Cache keys are generated using query signatures and time buckets:

from cortex.core.cache.keys import build_query_signature, derive_time_bucket, build_cache_key

# Build cache signature
signature_payload = {
    "workspace_id": str(workspace_id),
    "environment_id": str(environment_id),
    "data_model_id": str(data_model.id),
    "metric_id": str(metric.id),
    "parameters": parameters or {},
    "context_id": context_id,
    "source_type": source_type.value,
    "grouped": grouped,
    "limit": limit,
    "offset": offset,
    "bucket": derive_time_bucket(start_time, metric.refresh),
    "metric_version": metric.version
}

cache_signature = build_query_signature(signature_payload)
cache_key = build_cache_key(cache_signature)

Cache Configuration

Caching can be controlled at multiple levels:

# Environment-level configuration
env_enabled = bool(cfg.enabled)

# Metric-level configuration  
metric_enabled = bool(metric.cache.enabled)

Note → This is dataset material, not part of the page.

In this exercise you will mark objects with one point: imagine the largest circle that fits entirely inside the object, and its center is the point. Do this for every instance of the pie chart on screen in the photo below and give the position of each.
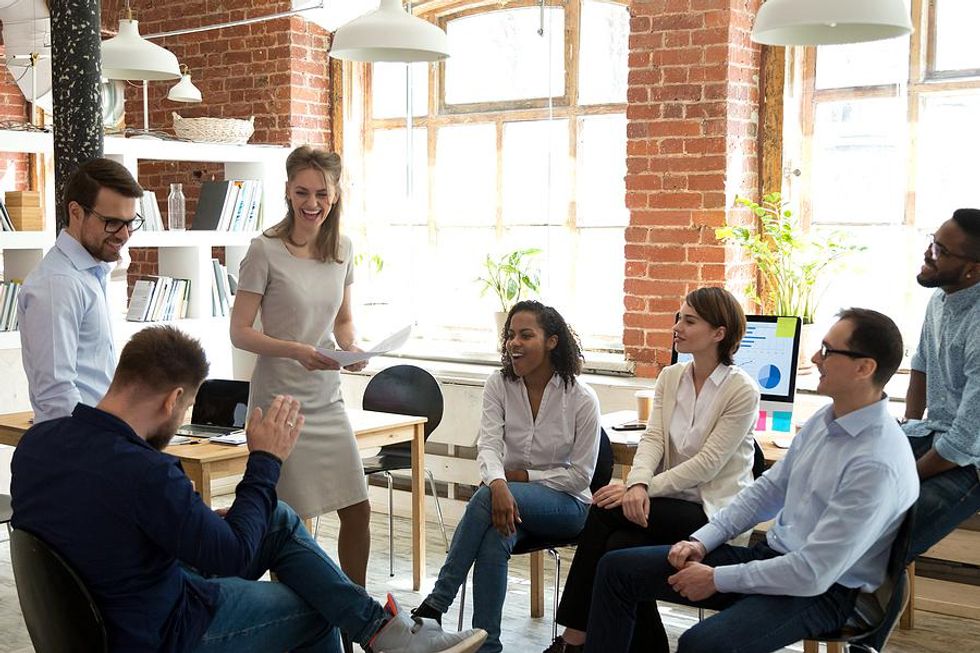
(769, 376)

# Request-level configuration
request_enabled = bool(cache_preference.enabled)

# Final cache decision
cache_enabled = request_enabled if request_enabled is not None else (env_enabled and metric_enabled)

Advanced Query Features

Complex Joins

Handle multiple table relationships:

# Multi-table join with complex conditions
join_definition = {
    "name": "customer_order_product",
    "type": "inner",
    "tables": [
        {
            "table": "orders",
            "alias": "o",
            "joins": [
                {
                    "table": "customers",
                    "alias": "c",
                    "condition": "o.customer_id = c.customer_id"
                },
                {
                    "table": "order_items",
                    "alias": "oi",
                    "condition": "o.order_id = oi.order_id"
                },
                {
                    "table": "products",
                    "alias": "p",
                    "condition": "oi.product_id = p.product_id"
                }
            ]
        }
    ]
}

Query History and Monitoring

Query History

The query engine automatically logs all query executions with comprehensive metadata:

from cortex.core.query.history.service import QueryHistoryService

# Get query history for a specific metric
history = QueryHistoryService.get_metric_query_history(
    metric_id=metric_id,
    limit=100,
    include_failed=True
)

# Get execution statistics
stats = QueryHistoryService.get_metric_execution_stats(
    metric_id=metric_id,
    time_range="7d"
)

# Get slow queries
slow_queries = QueryHistoryService.get_metric_slow_queries(
    metric_id=metric_id,
    limit=10,
    threshold_ms=1000.0
)

Query Logging

Every query execution is automatically logged with:

  • Query text and parameters
  • Execution duration and row count
  • Cache mode (UNCACHED, CACHE_HIT, CACHE_MISS_EXECUTED, CACHE_REFRESHED)
  • Success/failure status and error messages
  • Context information (workspace, environment, consumer)
  • Query hash for deduplication
from cortex.core.query.history.logger import QueryLog, QueryCacheMode

# Query log entry
log_entry = QueryLog(
    metric_id=metric_id,
    data_model_id=data_model_id,
    query=generated_sql,
    duration=150.5,
    row_count=50,
    success=True,
    cache_mode=QueryCacheMode.CACHE_MISS_EXECUTED,
    query_hash="abc123..."
)

Best Practices

Query Optimization

  1. Limit result sets when possible
  2. Use efficient join types (INNER vs LEFT vs RIGHT)
  3. Use query result caching for expensive calculations

Performance Monitoring

  1. Monitor query execution times
  2. Track query success/failure rates

Error Handling

  1. Implement proper retry logic for transient failures
  2. Log detailed error information for debugging
  3. Graceful degradation when services are unavailable

The query engine is designed to be highly extensible, supporting new database types and query features while maintaining optimal performance and reliability.